International experts attending the 2019 Group on Earth Observations (GEO) Week in Canberra said that China, as one of the four Co-Chairs of the organization, has contributed greatly to the world by sharing data to address sustainable development, disaster risk reduction and climate change.
"China's contribution has been fundamental because China is one of the four Co-Chairs of the GEO initiative, the Group on Earth Observations," Gilles Ollier, Euro GEO Co-lead, told Xinhua in an interview on Friday.
"China has exerted leadership since the beginning (of GEO) in 2005. And in this context, we could see that this week, the Chinese Co-chair had a very important responsibility and has been conducting the debate in a very wise way."
"China certainly will contribute at world level to develop the earth observation for applications in the domain of agriculture, for the domain of health, for the domain of water management, in particular, also in the domain of disaster risk reduction, for instance, for extreme events linked to a climate change."
Attending the event were more than 60 delegates from China's Ministry of Science and Technology, Ministry of Natural Resources, Ministry of Ecology and Environment, China National Space Administration (CNSA), Chinese Academy of Sciences (CAS), China Meteorological Administration, among others.
Li Pengde, deputy director of China Geological Survey, presided over the opening ceremony of the Ministerial Summit on Friday.
At the GEO Week 2019, which is held between Monday and Saturday, the CNSA rolled out a platform for the sharing of data collected by 16m multispectral cameras of the Gaofen earth observation satellites.
"This is a great news. It's the beauty also of GEO because you are in a trusty environment. And we understand that China feel confident within GEO and as we have been opening in Europe the copy of data for the world. China is now opening the 16 metal observation data of the satellite for the world as well. So this is most welcome. This is really a matter," Ollier said.
China is developing quickly, said Gu Xingfa, researcher of the Aerospace Information Research Institute of CAS.
China will be the GEO 2020 Lead Co-Chair. "This could not be possible without worldwide acknowledgement of the country's contribution," he said.
His view was echoed by Mmboneni Muofhe, GEO South Africa Co-Chair.
Muofhe noted that China has contributed immensely in GEO. He said that since the establishment of GEO in its current form, China, South Africa, the European Commission and the United States have been Co-Chairs and also members of the executive committee, and they worked very well in terms of the contribution in GEO.
"And I'm quite pleased that China and partnership with South Africa has been very good in building GEO especially with regards to the benefits and the impact for the developing world."

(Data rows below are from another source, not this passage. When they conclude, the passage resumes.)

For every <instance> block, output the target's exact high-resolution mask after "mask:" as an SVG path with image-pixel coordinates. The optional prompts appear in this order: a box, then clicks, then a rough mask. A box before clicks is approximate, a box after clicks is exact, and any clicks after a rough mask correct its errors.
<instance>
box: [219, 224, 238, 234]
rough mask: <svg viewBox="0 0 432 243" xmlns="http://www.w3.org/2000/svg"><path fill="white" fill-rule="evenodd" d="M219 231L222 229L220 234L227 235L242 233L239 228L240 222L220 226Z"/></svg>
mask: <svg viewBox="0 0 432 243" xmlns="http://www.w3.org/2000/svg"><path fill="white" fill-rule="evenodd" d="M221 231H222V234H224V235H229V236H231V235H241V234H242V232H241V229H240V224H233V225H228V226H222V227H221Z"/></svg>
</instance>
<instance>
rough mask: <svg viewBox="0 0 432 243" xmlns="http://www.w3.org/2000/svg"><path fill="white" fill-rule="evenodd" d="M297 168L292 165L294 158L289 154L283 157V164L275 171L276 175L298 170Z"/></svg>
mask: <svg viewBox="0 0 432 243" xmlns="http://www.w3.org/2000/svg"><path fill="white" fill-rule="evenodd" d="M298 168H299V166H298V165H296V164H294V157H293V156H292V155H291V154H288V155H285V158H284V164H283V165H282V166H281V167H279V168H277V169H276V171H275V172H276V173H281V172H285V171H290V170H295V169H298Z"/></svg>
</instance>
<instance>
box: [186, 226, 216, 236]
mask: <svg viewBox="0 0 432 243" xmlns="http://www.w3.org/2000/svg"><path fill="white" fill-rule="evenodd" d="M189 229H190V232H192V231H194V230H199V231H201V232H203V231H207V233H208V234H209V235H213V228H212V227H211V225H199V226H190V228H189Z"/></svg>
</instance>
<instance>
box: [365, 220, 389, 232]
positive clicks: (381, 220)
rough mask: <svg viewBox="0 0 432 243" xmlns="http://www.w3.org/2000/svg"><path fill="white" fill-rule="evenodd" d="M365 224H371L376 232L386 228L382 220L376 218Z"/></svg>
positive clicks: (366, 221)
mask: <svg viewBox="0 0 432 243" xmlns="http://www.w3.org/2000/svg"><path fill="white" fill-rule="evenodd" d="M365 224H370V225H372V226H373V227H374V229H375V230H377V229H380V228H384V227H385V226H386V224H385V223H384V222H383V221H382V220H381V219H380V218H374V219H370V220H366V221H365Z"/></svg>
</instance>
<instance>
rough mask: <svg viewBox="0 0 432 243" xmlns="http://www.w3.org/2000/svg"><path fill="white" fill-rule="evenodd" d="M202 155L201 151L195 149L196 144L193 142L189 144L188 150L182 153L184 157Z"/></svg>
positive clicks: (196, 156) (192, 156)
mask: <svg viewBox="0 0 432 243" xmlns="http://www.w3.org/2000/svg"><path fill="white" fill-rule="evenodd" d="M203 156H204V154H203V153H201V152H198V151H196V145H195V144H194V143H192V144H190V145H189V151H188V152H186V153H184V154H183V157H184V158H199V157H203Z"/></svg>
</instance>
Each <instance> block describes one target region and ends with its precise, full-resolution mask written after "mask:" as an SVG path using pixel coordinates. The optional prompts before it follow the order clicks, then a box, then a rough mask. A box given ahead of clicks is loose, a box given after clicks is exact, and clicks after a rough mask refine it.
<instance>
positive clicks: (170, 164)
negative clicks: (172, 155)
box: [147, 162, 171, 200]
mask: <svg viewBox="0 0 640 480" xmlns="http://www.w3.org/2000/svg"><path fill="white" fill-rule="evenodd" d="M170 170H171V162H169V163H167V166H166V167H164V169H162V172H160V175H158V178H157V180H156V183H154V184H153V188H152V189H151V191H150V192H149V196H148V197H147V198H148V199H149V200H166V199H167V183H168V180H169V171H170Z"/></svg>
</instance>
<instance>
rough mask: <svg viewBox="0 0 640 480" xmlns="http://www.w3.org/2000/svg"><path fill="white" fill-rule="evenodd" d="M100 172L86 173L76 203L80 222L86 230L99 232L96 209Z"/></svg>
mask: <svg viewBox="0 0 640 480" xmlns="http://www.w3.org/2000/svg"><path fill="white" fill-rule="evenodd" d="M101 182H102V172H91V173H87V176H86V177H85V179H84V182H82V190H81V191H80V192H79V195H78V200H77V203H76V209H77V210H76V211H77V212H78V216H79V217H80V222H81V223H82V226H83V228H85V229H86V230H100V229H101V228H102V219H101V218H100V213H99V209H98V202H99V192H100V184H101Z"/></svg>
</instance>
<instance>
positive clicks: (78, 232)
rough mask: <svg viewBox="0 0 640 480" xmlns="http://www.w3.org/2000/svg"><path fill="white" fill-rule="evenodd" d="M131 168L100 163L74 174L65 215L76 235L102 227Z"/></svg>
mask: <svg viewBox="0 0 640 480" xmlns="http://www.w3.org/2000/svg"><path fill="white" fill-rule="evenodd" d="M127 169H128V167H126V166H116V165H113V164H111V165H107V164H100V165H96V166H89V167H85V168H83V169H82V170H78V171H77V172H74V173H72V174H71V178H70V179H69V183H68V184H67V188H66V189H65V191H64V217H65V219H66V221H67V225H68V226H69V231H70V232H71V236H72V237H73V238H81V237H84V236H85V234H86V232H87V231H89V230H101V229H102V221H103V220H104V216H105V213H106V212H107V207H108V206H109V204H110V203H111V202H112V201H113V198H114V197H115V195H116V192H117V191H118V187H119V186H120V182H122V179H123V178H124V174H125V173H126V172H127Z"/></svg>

For the next year for China's role in GEO, Muofhe said he believed it will be a success.
"I was also pleased that adding in the Lead Co-Chair, this year in 2019, I'm handling it over to China, who's now a Lead Co-Chair. And for me, I'm really quite pleased that I think the priorities that we have already said, that we are going to be built upon, and we can very much from my side confidently rely on China to take the whole commitment forward in terms of how GEO can actually continue to accelerate accessibility and availability of data.
The centerpiece of GEO Week 2019 is the Ministerial Summit on Friday, which is held once every four years. The theme of this year's Summit is "Earth observations: Investments in the digital economy."